B12 deficiency can cause a similar picture. In one documented case, a patient rated their feeling of coldness at 8 out of 10 before treatment. Six months after starting B12 therapy, that score dropped to zero. B12 deficiency causes a specific type of anemia and nerve damage, both of which can contribute to feeling cold, along with tingling in the hands and feet, muscle cramps, and dizziness.

Raynaud’s Phenomenon

If your fingers or toes turn white, then blue, then red in response to cold or stress, you may have Raynaud’s phenomenon. During an episode, blood vessels in the extremities spasm and dramatically narrow, cutting off circulation. The affected areas feel cold and numb until blood flow returns, at which point they may throb, tingle, or swell. Raynaud’s can also affect the nose, lips, and ears.

The primary form, sometimes called Raynaud’s disease, has no identifiable underlying cause. It tends to be mild and can even resolve on its own. The secondary form develops because of another health condition, often an autoimmune disorder, and is more serious. Primary Raynaud’s frequently starts in the teens or twenties, while secondary Raynaud’s typically appears around age 40.

Circulation Problems

Peripheral artery disease (PAD) narrows the arteries that supply blood to your legs and feet. One telltale sign is coldness in one lower leg or foot, especially when compared with the other side. PAD develops gradually as fatty deposits build up in artery walls, and it’s more common in smokers, people with diabetes, and those with high blood pressure or high cholesterol. The cold sensation in PAD tends to be persistent rather than triggered by cold environments.

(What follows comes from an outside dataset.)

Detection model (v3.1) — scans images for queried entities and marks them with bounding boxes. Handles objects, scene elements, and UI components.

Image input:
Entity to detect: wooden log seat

Diabetes can also cause cold feet through a different mechanism. Nerve damage from chronically high blood sugar destroys the tiny temperature sensors in the skin, particularly on the soles of the feet. When those sensors stop working properly, the brain’s thermostat can’t trigger the normal warming response. Studies measuring foot temperature recovery after cold exposure found that people with diabetic neuropathy had significantly impaired ability to rewarm their feet, due to degeneration of these temperature-sensing nerves.

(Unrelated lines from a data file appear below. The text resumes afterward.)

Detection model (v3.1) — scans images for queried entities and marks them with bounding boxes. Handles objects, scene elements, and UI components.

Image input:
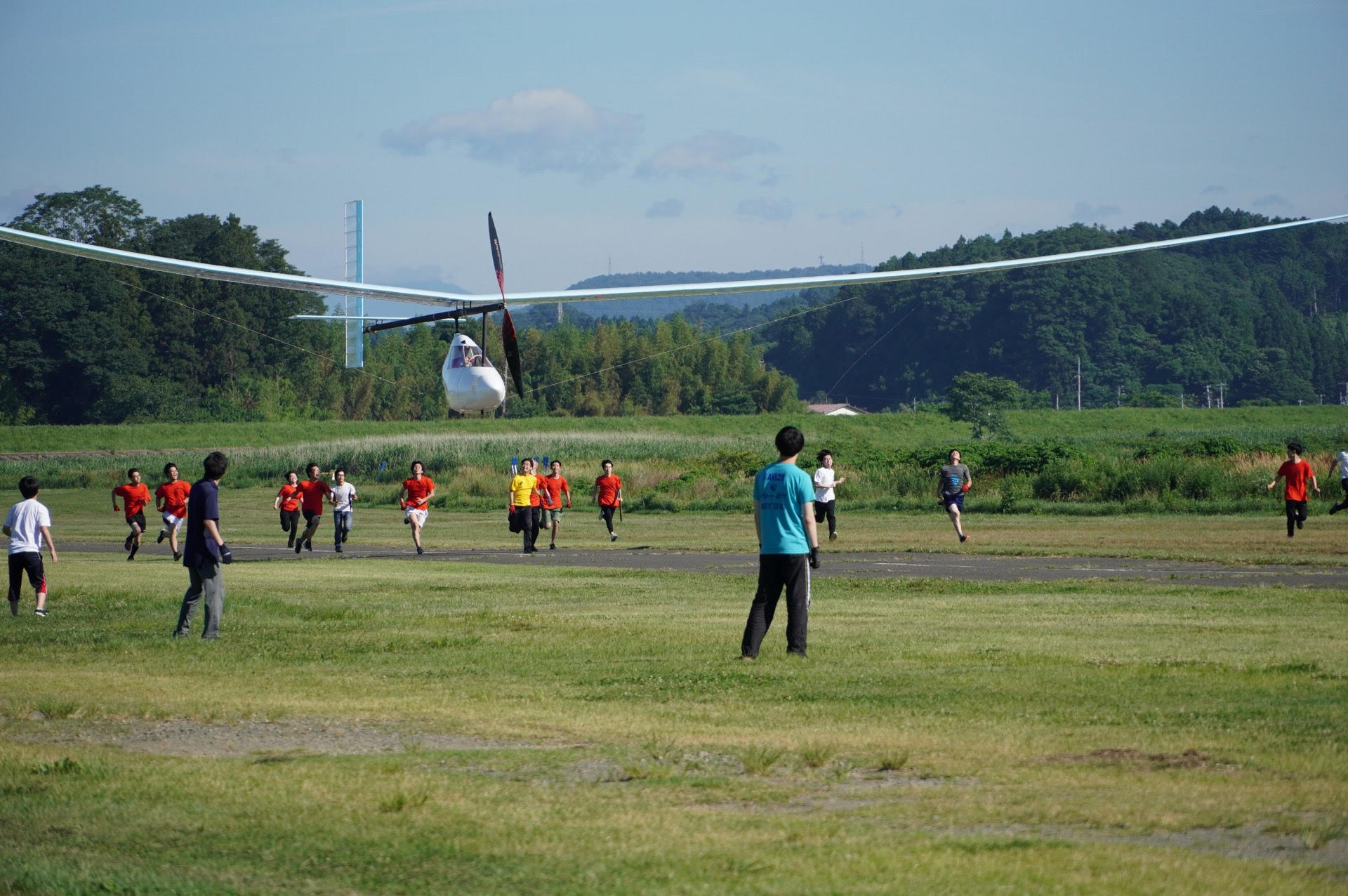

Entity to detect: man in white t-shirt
[814,449,847,541]
[4,475,57,616]
[328,466,356,554]
[1329,452,1348,515]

Medications That Cause Cold Sensitivity

Certain blood pressure medications, particularly beta-blockers, are well-known for causing cold hands and feet. In one study of patients being treated for high blood pressure, 50% of those taking beta-blockers reported cold hands and feet, compared to less than 5% of those on a different type of blood pressure medication. Beta-blockers work by slowing the heart rate and reducing the force of each heartbeat, which decreases blood flow to the extremities. Some beta-blockers cause this more than others, so switching medications can sometimes help.

When Cold Intolerance Is New or Worsening

Some people have always run cold. If that’s been your baseline for as long as you can remember and you have no other symptoms, it likely reflects your body composition, metabolism, or genetics rather than a medical problem. The picture changes when cold intolerance is new, progressive, or accompanied by other symptoms like fatigue, hair loss, numbness, unexplained weight changes, or skin color changes in the fingers and toes.

Doctors typically start with blood work: a complete blood count to check for anemia, TSH to evaluate thyroid function, iron and ferritin levels, and sometimes B12. These tests are inexpensive and can identify the most common treatable causes. If the results are normal and symptoms persist, further evaluation might look at circulation, nerve function, or hormonal balance. In many cases, treating the underlying cause resolves the cold sensitivity entirely.